7. Evaluation & Benchmarking
- HumanEval: A benchmark for evaluating the functional correctness of code generated by language models.
- MBPP: The Mostly Basic Python Problems (MBPP) dataset includes ~1,000 crowd-sourced Python challenges.
- BigCodeBench: Evaluates models on practical programming tasks.
- LiveCodeBench: Holistic and contamination-free evaluation for LLMs in coding.
- MultiPL-E: Benchmarks designed for multiple programming languages.
8. Model Optimization & Compression
- Pruning: Reduces less significant weights to create sparser and faster models.
- Knowledge Distillation: Transfers knowledge from large teacher models to smaller students.
- Quantization: Converts model weights to lower-bit precision to reduce memory usage and accelerate inference.
- Optimized Hardware Deployment: Involves utilizing specialized hardware designed for efficient model inference. Libraries like TensorRT-LLM improve performance on NVIDIA GPUs.
- Batch Inference: Processes multiple inputs simultaneously for efficient resource utilization.
9. Integration & Workflow Tools
- LlamaIndex: Simplifies building RAG applications with minimal code.
- ZenML: Open-source MLOps framework for reproducible ML pipelines.
- Ollama: Tool for running and customizing LLMs locally.
- Evidently: Open-source framework for MLOps observability.

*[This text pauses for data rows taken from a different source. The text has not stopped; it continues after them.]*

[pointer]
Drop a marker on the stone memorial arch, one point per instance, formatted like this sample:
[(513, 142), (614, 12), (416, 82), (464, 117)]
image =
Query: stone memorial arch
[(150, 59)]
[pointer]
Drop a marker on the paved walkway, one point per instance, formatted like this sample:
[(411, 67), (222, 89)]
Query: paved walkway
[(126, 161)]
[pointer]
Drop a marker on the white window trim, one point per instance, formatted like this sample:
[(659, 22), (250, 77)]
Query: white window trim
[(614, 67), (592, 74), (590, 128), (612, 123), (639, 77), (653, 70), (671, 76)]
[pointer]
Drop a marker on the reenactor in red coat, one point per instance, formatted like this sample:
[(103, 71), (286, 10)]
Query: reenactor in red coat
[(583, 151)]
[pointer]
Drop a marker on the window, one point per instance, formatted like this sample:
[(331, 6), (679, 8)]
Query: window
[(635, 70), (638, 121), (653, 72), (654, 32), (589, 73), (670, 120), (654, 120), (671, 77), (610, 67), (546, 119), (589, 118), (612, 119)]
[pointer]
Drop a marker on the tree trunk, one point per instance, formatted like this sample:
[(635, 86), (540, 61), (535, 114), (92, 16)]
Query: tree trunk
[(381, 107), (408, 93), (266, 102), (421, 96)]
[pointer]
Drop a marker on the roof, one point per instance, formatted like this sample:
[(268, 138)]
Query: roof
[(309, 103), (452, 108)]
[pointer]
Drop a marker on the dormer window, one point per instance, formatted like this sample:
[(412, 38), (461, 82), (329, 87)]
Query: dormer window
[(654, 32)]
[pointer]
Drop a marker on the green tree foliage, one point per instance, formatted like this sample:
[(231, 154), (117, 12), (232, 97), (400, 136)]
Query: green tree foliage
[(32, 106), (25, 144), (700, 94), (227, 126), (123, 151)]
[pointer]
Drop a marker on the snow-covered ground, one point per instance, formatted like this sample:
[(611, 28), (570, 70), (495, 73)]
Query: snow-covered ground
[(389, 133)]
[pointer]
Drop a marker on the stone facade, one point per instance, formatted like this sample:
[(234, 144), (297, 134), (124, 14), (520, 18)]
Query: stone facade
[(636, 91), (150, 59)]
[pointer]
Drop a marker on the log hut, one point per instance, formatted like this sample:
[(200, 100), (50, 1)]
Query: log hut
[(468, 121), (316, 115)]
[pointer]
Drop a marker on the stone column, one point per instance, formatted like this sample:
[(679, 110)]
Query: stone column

- llamafile: Packages LLMs and dependencies into executable files for local execution.
10. Common Challenges & Troubleshooting
- Model Transparency: Generative Models function as “black boxes,” making it difficult to understand their decision-making processes, which can hinder debugging and trust.
- Computational Resources: Inferencing large models demands significant computational power, posing accessibility challenges for some organizations.

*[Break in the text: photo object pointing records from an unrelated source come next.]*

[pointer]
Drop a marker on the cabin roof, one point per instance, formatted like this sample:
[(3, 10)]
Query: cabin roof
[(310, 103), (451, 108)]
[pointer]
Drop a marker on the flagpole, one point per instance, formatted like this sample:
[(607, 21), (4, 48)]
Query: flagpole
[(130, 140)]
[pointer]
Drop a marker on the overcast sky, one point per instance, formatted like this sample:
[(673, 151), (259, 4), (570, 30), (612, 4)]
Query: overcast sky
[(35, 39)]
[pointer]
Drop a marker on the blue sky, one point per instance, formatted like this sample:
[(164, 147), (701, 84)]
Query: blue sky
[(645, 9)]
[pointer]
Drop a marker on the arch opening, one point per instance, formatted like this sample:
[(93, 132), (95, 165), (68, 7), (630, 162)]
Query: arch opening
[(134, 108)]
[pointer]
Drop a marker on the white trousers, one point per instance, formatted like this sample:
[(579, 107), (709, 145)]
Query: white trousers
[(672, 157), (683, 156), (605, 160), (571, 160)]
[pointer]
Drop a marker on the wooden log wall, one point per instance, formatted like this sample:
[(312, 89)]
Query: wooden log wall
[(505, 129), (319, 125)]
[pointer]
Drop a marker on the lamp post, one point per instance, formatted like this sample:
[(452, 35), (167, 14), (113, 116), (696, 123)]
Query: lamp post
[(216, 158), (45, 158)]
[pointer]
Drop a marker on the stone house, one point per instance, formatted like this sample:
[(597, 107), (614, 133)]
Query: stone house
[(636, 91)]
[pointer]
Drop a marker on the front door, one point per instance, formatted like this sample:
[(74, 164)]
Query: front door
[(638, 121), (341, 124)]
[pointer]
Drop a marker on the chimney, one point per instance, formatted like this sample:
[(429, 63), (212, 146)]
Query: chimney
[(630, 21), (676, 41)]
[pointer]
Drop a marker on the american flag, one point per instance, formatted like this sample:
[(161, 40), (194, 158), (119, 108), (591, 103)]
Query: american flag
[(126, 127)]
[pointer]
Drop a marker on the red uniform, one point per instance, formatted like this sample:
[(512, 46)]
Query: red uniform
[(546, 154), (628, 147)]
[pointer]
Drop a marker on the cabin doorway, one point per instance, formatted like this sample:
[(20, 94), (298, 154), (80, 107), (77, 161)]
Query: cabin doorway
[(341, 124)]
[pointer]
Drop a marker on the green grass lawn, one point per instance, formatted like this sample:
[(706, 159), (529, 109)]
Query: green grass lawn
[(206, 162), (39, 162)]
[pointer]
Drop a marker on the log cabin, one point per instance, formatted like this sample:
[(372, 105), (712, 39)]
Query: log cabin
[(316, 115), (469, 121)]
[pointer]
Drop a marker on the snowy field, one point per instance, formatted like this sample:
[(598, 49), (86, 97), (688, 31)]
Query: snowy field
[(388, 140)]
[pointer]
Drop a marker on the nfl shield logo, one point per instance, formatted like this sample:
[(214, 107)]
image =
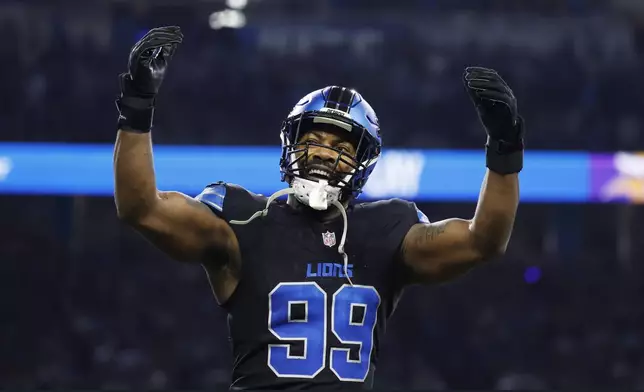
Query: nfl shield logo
[(328, 239)]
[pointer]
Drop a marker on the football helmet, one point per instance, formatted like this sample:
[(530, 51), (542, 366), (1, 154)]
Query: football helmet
[(347, 111)]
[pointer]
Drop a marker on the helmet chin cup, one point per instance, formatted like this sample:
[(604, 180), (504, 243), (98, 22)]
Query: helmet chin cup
[(315, 194)]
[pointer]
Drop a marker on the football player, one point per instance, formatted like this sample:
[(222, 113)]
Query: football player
[(310, 282)]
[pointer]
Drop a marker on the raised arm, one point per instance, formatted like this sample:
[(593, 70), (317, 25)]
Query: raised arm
[(177, 224), (443, 250)]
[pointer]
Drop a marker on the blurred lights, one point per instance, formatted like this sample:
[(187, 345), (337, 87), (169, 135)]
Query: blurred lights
[(231, 19), (237, 4), (532, 274)]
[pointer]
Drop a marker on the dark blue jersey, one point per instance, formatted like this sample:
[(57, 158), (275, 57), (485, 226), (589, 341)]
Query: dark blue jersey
[(295, 319)]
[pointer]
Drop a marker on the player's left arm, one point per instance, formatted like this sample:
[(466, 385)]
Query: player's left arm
[(440, 251)]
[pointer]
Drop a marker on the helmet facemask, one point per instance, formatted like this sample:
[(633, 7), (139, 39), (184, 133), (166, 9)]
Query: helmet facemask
[(319, 188)]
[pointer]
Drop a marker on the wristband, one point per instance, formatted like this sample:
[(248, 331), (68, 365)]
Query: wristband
[(135, 114)]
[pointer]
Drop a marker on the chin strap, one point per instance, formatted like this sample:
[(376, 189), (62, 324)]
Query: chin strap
[(337, 204)]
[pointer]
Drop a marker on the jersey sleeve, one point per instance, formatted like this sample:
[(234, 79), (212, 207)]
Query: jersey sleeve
[(401, 215), (230, 201)]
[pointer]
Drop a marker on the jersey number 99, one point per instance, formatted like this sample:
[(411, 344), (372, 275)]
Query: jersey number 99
[(348, 324)]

- Security and Ethical Concerns: There’s a risk of models being misused to generate malicious code, necessitating the implementation of safeguards.
- Integration Challenges: Incorporating these models into existing development workflows requires ensuring compatibility with current tools and practices.
11. Ethical Considerations
- Code Attribution and Licensing: Ensure proper attribution of generated code and respect for existing software licenses and intellectual property rights.
- Bias and Fairness: Address potential biases in code generation that might create discriminatory outcomes.
- Developer Dependency: Consider the impact on developer skills and ensure the tool enhances rather than replaces human programming capabilities.
- Data Privacy: Protect sensitive information in code repositories and ensure compliance with data protection regulations when training or using these models.
- Quality Assurance: Establish guidelines for reviewing and validating AI-generated code to maintain code quality and security standards.
12. Licensing & Governance
- Check Licenses: (MIT, Apache 2.0, GPL) before commercial use.
- Hugging Face Model Cards: Follow best practices for transparency.
- Data Usage Agreements: Ensure compliance with dataset terms.